Kalau sudah memasuki jalan raya antar-kota biasanya aku merasa sedikit lega, karena setidaknya sudah banyak kendaraan yang lalu lalang, walaupun tetap seram. Aku paling senang kalau melewati Indomart/Alfamart karena mereka biasanya buka 24 jam dan lampunya terang sekali, jadi membuatku merasa lebih aman, beneran deh, walaupun ngga pernah mampir, hahaha.

Sering juga aku, walaupun ngga sendiri tapi boncengan dengan teman perempuan, tengah malam begitu, melewati hutan antara daerah Imogiri – Panggang yang gelap gulita dikelilingi pohon-pohon besar (namanya juga hutan ya) dan suara daun-daun tertiup angin yang sangat khas film-film horor itu, hahaha. Biasanya hanya ada motor kami sendiri, jarang papasan atau menyalip/disalip kendaraan lain, dan kalau itu terjadi rasanya senang sekali, karena merasa oh kami tidak sendiri.

Pernah juga boncengan dengan temanku, tidak melewati hutan sih, tapi melewati jalanan sepi yang panjang yang menghubungkan Kulon Progo – Bantul, yang kanan kirinya sawah/kebonan/kolam tanpa ada rumah-rumah atau toko atau bangunan apapun dan lampu jalan minim yang kadang pada mati lampunya, gelap dan panjang sekali jalanannya, walaupun jalanannya lurus dan halus beraspal. Tidak terbayang perasaan leganya ketika setengah jam berlalu dan kami sampai jembatan yang artinya kami sudah sampai di jalan raya yang ramai.

Kami tahu sih di kedua jalur itu, hutan maupun jalan panjang itu, seringkali ada berita terjadi kejahatan atau peristiwa-peristiwa yang tidak mengenakkan, tapi kalau pas ketika harus melewatinya sih, sumpah kami lupa aja gitu untuk sementara tentang reputasi jalan-jalan yang hendak kami lalui, ingatnya ya kalau sudah sampai rumah aja, ih kok tadi aku berani sih lewat situ, dan besoknya tentu saja diulangi lagi, hahaha.

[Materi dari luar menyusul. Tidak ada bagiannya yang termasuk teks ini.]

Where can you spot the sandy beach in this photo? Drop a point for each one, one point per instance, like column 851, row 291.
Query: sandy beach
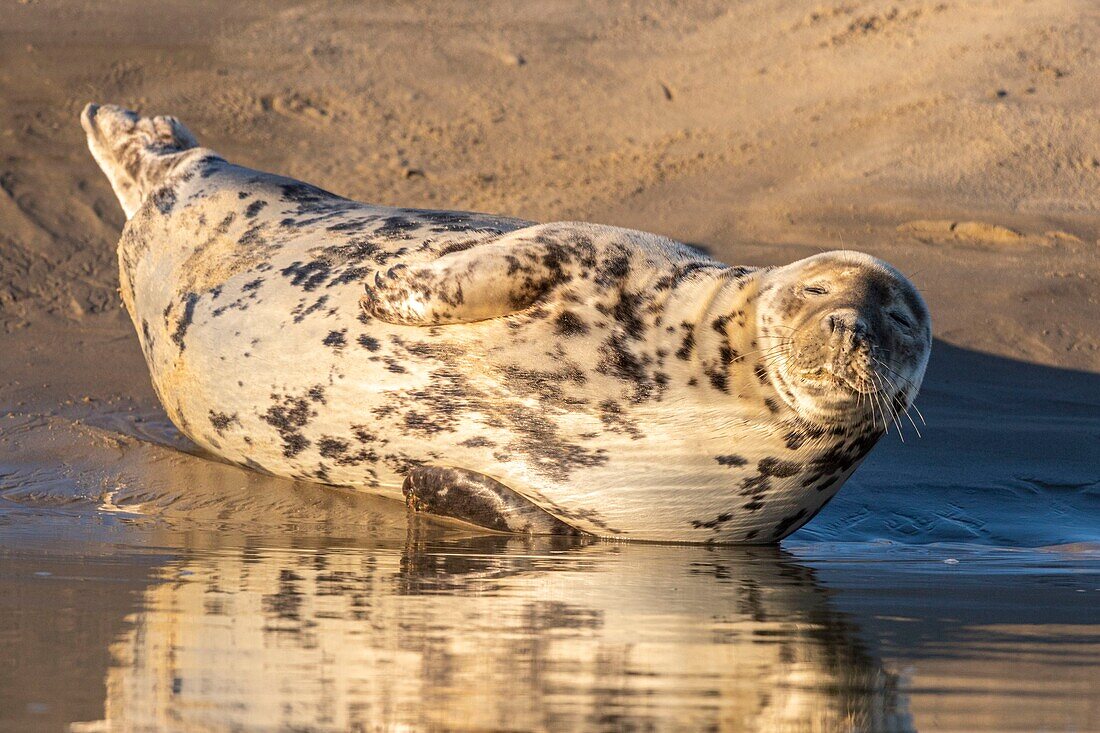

Yang kami takutkan biasanya adalah ban bocor di tengah jalan di malam hari. Aku sampai tidak berani memikirkannya, karena takut kalau dipikirkan nanti benar-benar terjadi. Tapi ya tentu saja itu pernah kami alami. Aku pernah mengalaminya jam 12 malam gerimis sehabis mengisi diskusi kelas ayah di salah satu desa yang kalau malam hari sudah sepi sekali. Untungnya saat itu kami bertiga dan masing-masing membawa motor sendiri. Akhirnya motor yang kebanan kami tinggal saja di balai desa dan aku membonceng temanku. Besok siangnya baru kami ambil dan kami cari tempat tambal ban.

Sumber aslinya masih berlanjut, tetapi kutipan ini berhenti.